I've heard announcers talking about teams that lead at halftime and then end up losing the game and how many times a team has done this in 2022. So, I want to see which teams lead at halftime but fail to win and the teams that trail at halftime and manage to win. 

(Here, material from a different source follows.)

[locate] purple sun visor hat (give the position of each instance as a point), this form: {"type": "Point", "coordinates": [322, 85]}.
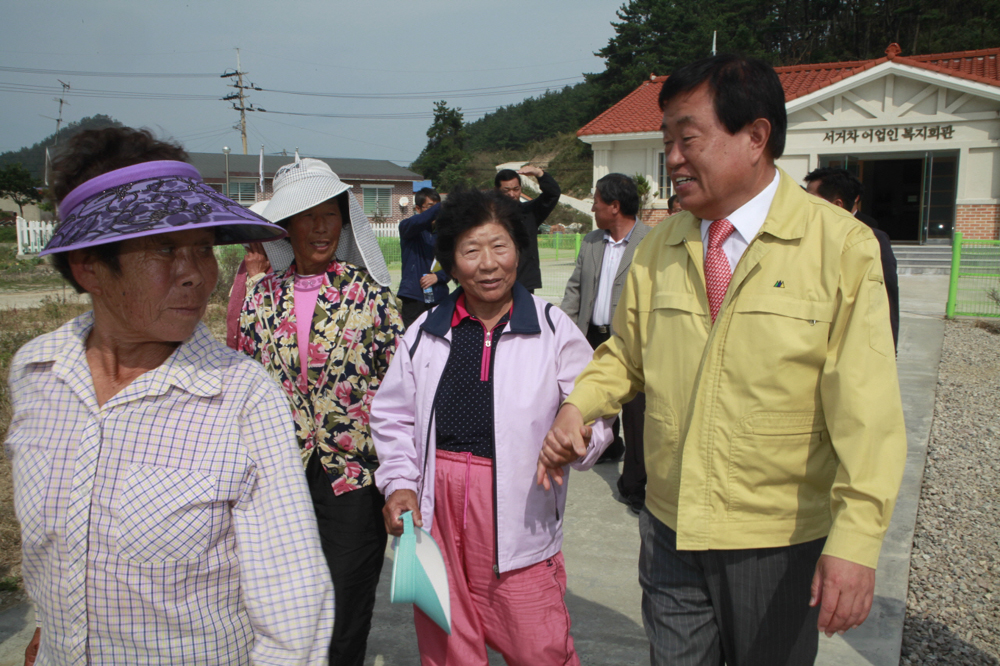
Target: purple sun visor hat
{"type": "Point", "coordinates": [152, 198]}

I'll solve this question by mainly using SQL.

In [1]:
import pandas as pd
import numpy as np
import sqlite3
import matplotlib.pyplot as plt
import seaborn as sns

sns.set_palette('deep')

# Create database connection
conn = sqlite3.connect('../../data/db/database.db')

## Query the Data

In [2]:
query = """
WITH data AS (
    -- Get the score at the end of each quarter
    SELECT
        game_id,
        season,
        week,
        home_team,
        away_team,
        total_home_score,
        total_away_score,
        away_score,
        home_score,
        desc
    FROM pbp
    WHERE season = 2022
        -- AND week = 1
        -- AND game_id = '2022_01_BAL_NYJ'
        AND desc IN ('END QUARTER 1', 'END QUARTER 2', 'END QUARTER 3', 'END GAME')
), 
-- Stack the dataset to make it earier to work with
stacked AS (
    WITH home_team AS (
        SELECT 
            game_id,
            season,
            week,
            home_team AS team,
            total_home_score AS total_score,
            total_away_score AS total_opp_score,
            home_score AS score,
            away_score AS opp_score,
            desc,
            ROW_NUMBER() OVER(PARTITION BY game_id, home_team) AS quarter
        FROM data
    ), away_team AS (
        SELECT 
            game_id,
            season,
            week,
            away_team AS team,
            total_away_score AS total_score,
            total_home_score AS total_opp_score,
            away_score AS score,
            home_score AS opp_score,
            desc,
            ROW_NUMBER() OVER(PARTITION BY game_id, away_team) AS quarter
        FROM data
    )
    SELECT *
    FROM home_team
    UNION
    SELECT *
    FROM away_team
    ORDER BY game_id, team, quarter
)
SELECT
    *,
    /*
    Get the amount of points scored in the quarter
    If the result is NULL from the LAG function,
    COALESCE() will return the total_score value for the quarter
    */
    COALESCE(total_score - LAG(total_score, 1) OVER(PARTITION BY game_id, team ORDER BY quarter), total_score) AS points_scored
FROM stacked
ORDER BY game_id, team
"""

df = pd.read_sql(query, conn)
df.head(10)

Unnamed: 0,game_id,season,week,team,total_score,total_opp_score,score,opp_score,desc,quarter,points_scored
0,2022_01_BAL_NYJ,2022,1,BAL,3.0,0.0,24,9,END QUARTER 1,1,3.0
1,2022_01_BAL_NYJ,2022,1,BAL,10.0,3.0,24,9,END QUARTER 2,2,7.0
2,2022_01_BAL_NYJ,2022,1,BAL,24.0,3.0,24,9,END QUARTER 3,3,14.0
3,2022_01_BAL_NYJ,2022,1,BAL,24.0,9.0,24,9,END GAME,4,0.0
4,2022_01_BAL_NYJ,2022,1,NYJ,0.0,3.0,9,24,END QUARTER 1,1,0.0
5,2022_01_BAL_NYJ,2022,1,NYJ,3.0,10.0,9,24,END QUARTER 2,2,3.0
6,2022_01_BAL_NYJ,2022,1,NYJ,3.0,24.0,9,24,END QUARTER 3,3,0.0
7,2022_01_BAL_NYJ,2022,1,NYJ,9.0,24.0,9,24,END GAME,4,6.0
8,2022_01_BUF_LA,2022,1,BUF,7.0,0.0,31,10,END QUARTER 1,1,7.0
9,2022_01_BUF_LA,2022,1,BUF,10.0,10.0,31,10,END QUARTER 2,2,3.0


This query produces a table at the game, team, quarter level. From here I can aggregate aggregate by quarter or by half. I'll need to create a flag that tells me if a team is winning at half time and if team won game.